Walau demikian, Ali enggan menjabarkan berapa jumlah dana milik SYL yang diketahui oleh Kemal Redindo. Saat ini, Kemal menjabat Plt Kepala Dinas Ketahanan Pangan (Ketapang) Provinsi Sulawesi Selatan.
Sebelumnya, putri eks mentan SYL, Indira Chunda Thita Syahrul Putri tidak memenuhi panggilan penyidik KPK pada 2 Februari 2024. Anak sulung SYL itu berstatus sebagai saksi dalam pemanggilan KPK.
"Saksi Indira Chunda Thita Syahrul tidak hadir," kata Juru Bicara KPK, Ali Fikri dalam keterangannya kepada wartawan, Selasa (6/2/2024).
Tercatat, KPK menyita rumah di Jakarta Selatan pada Kamis (1/2/2024). Penyitaan ini menyangkut kasus dugaan korupsi dengan tersangka SYL. Penyitaan tersebut merupakan upaya pemulihan aset dari kejahatan korupsi.
"Menjadi bagian penting dalam upaya KPK melakukan asset recovery dari hasil korupsi," ujar Ali.
Ali menyampaikan upaya pemulihan aset oleh tim KPK belum berhenti. Tim KPK terus menelusuri aset lain yang terkait perkara ini. "Masih terus dilakukan penelusuran aset-aset bernilai ekonomis lainnya dengan melibatkan peran aktif dari Tim Aset Tracing dari Direktorat Pelacakan Aset Pengelolaan Barang Bukti dan Eksekusi KPK," ujar Ali.
Diketahui, SYL ditetapkan sebagai tersangka bersama Direktur Alat dan Mesin Pertanian Kementan Muhammad Hatta, dan Sekjen Kementan Kasdi Subagyono. Mereka diduga melakukan korupsi berupa pemerasan disertai penerimaan gratifikasi. Mereka diduga menikmati uang haram sekitar Rp 13,9 miliar.

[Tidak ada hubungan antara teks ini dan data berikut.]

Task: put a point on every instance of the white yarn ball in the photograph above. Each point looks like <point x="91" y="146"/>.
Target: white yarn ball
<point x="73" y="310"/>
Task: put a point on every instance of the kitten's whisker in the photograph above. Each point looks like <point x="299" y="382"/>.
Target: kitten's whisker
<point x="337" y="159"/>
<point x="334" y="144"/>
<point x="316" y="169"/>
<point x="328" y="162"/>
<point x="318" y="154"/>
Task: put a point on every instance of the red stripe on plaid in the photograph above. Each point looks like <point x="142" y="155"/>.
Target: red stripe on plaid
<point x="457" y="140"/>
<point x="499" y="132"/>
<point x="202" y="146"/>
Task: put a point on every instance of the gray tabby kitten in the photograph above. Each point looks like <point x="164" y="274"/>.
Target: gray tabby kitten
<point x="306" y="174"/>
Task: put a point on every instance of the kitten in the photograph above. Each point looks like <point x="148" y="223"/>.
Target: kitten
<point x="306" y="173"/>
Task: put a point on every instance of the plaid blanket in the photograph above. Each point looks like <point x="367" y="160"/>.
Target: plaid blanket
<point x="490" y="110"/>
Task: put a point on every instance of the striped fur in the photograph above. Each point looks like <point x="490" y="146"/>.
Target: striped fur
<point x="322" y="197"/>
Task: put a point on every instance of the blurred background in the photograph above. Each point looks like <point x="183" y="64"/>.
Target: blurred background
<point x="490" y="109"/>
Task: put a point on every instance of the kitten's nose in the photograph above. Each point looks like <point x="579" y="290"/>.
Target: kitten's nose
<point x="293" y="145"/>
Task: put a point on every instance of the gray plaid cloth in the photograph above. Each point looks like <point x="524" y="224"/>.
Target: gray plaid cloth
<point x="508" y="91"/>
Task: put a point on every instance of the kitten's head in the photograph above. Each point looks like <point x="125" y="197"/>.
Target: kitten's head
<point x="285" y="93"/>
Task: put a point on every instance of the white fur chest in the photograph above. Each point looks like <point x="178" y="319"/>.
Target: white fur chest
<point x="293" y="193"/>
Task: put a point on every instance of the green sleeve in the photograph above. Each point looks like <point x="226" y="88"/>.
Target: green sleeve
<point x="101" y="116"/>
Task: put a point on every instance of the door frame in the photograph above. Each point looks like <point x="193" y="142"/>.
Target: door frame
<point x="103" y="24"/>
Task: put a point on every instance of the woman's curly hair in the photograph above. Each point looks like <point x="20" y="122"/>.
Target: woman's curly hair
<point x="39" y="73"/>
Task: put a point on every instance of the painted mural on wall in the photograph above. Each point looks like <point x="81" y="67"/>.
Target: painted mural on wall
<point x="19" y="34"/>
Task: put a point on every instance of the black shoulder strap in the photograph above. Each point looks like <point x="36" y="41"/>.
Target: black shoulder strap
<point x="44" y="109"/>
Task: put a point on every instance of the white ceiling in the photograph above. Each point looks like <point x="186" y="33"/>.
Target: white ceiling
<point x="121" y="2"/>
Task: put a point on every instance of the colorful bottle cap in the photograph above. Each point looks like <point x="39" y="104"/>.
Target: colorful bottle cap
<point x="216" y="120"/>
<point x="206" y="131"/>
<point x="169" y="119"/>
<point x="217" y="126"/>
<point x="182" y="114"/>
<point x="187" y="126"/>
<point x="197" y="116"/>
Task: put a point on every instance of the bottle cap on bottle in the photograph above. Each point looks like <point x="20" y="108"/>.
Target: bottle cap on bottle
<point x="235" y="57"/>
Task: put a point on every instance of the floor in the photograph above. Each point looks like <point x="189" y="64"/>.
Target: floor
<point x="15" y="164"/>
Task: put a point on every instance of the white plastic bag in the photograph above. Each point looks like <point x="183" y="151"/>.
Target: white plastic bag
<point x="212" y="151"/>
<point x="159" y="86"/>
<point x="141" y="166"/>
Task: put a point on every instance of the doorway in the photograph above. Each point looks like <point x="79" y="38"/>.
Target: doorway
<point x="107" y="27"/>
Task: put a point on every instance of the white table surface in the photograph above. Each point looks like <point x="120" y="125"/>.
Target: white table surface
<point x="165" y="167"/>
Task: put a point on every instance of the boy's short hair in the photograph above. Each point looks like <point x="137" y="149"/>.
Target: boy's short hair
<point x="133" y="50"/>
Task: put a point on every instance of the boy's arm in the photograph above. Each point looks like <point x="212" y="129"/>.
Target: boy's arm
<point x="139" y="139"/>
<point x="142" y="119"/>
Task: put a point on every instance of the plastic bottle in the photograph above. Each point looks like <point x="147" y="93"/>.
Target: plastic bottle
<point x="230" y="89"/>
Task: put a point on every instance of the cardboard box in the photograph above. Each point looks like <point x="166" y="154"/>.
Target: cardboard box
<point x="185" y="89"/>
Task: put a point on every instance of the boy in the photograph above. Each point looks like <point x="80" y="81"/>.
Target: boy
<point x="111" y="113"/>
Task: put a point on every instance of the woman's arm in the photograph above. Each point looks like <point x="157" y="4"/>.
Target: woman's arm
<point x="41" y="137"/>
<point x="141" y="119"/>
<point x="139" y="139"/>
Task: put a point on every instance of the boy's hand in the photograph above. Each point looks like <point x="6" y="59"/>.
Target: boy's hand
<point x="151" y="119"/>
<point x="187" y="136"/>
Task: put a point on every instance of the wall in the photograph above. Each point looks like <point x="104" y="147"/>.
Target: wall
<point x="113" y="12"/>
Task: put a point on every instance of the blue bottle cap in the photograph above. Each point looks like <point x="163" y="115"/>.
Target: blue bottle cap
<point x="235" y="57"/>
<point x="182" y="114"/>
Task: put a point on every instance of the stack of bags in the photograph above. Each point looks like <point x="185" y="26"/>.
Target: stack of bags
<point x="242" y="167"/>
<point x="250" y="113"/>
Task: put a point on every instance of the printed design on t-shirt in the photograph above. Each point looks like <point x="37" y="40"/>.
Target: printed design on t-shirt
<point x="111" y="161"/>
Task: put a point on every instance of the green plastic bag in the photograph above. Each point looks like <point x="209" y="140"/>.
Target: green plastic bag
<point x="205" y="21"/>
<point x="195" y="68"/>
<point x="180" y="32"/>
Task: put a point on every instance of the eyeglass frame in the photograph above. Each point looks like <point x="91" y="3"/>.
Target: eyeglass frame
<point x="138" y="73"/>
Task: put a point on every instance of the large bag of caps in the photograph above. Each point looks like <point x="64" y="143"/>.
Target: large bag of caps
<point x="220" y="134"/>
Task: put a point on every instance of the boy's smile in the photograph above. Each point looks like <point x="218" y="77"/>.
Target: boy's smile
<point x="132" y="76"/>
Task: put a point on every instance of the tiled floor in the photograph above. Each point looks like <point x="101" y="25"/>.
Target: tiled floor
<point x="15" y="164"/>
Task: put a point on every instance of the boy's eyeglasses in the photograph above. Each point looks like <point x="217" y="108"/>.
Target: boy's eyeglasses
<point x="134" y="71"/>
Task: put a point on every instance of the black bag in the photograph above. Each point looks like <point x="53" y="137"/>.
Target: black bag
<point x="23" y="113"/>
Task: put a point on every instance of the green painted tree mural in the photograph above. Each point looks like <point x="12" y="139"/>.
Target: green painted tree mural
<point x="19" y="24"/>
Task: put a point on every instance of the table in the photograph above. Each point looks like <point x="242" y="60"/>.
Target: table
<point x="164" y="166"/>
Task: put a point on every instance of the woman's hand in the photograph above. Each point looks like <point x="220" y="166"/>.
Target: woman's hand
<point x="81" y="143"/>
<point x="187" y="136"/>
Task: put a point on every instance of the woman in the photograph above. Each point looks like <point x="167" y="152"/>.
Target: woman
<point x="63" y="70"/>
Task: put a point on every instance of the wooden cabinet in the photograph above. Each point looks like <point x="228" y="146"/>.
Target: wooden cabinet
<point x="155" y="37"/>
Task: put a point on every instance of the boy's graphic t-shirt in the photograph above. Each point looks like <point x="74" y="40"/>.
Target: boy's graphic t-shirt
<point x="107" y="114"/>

SYL disebut pernah memerintahkan Hatta dan Kasdi menarik setoran senilai USD 4.000-10 ribu dolar AS atau dirupiahkan Rp 62,8 juta sampai Rp 157,1 juta (Rp 15.710 per dolar AS pada 11 Oktober 2023) setiap bulan dari pejabat unit eselon I dan eselon II di Kementan. Uang tersebut berasal dari dari realisasi anggaran Kementan yang digelembungkan, serta setoran dari vendor yang memperoleh proyek.